Many medical conditions, including rare disease, cancer and common diseases such as diabetes, are now known to have a genetic basis. Understanding which of the many genetic variants identified during genome sequencing are disease-causing (pathogenic) is vital in understanding and treating these conditions, yet interpreting this data continues to be a significant challenge. To address this, we aim to develop new statistical and machine-learning methods to predict which of these variants are likely to be pathogenic. Congenica produces a leading clinical decision platform used to facilitate variant interpretation in rare disease and has access to an initial pool of variant interpretation data.
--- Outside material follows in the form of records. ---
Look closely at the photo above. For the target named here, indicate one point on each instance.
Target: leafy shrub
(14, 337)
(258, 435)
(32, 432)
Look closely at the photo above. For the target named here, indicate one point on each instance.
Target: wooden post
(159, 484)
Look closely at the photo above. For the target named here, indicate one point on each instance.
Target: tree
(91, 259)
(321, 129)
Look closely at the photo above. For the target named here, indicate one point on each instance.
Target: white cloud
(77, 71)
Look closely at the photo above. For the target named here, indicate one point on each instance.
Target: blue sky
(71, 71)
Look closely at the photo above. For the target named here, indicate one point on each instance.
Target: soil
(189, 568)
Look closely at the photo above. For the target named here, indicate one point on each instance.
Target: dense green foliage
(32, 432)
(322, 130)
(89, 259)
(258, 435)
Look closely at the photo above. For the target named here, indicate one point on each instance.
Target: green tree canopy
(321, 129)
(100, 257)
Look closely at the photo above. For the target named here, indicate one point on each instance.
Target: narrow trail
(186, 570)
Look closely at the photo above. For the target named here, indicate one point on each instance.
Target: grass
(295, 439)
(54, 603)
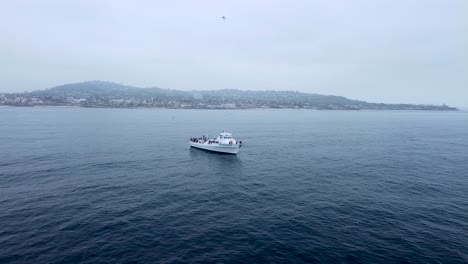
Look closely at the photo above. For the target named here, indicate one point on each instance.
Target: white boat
(224, 143)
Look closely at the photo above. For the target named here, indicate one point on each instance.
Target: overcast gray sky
(398, 51)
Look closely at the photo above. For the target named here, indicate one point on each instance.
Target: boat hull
(226, 149)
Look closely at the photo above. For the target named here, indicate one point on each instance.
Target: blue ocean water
(121, 185)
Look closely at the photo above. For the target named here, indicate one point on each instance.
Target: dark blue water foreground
(121, 185)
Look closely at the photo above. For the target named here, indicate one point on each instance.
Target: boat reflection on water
(214, 163)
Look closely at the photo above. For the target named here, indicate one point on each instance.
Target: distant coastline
(100, 94)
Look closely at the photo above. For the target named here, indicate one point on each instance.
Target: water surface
(121, 185)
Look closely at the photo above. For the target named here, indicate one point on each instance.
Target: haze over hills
(109, 94)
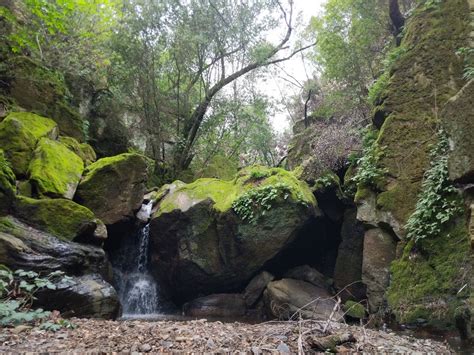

However, in order to predict which variants are pathogenic it is necessary to understand the contribution of variants across the whole population. As an extensive dataset encompassing individuals across the full spectrum of health conditions, we propose to use the UK Biobank data to investigate associations between variants and health outcomes using a case-control approach. We intend to use this analysis to develop tools that will improve and automate the identification of pathogenic variants. Ultimately, we aim to make variant interpretation more efficient, easing the pressure on clinical scientists and reducing waiting times for patients with genetic disease.

Following on from our initial analyses looking at variant pathogenicity in rare disease, we would like to apply similar statistical and machine learning techniques to look at how variants identified in genomic sequencing impact on a broader range of health outcomes, including expanding our analysis to additional disease areas and how genetic variants impact on the way we respond to drug treatments.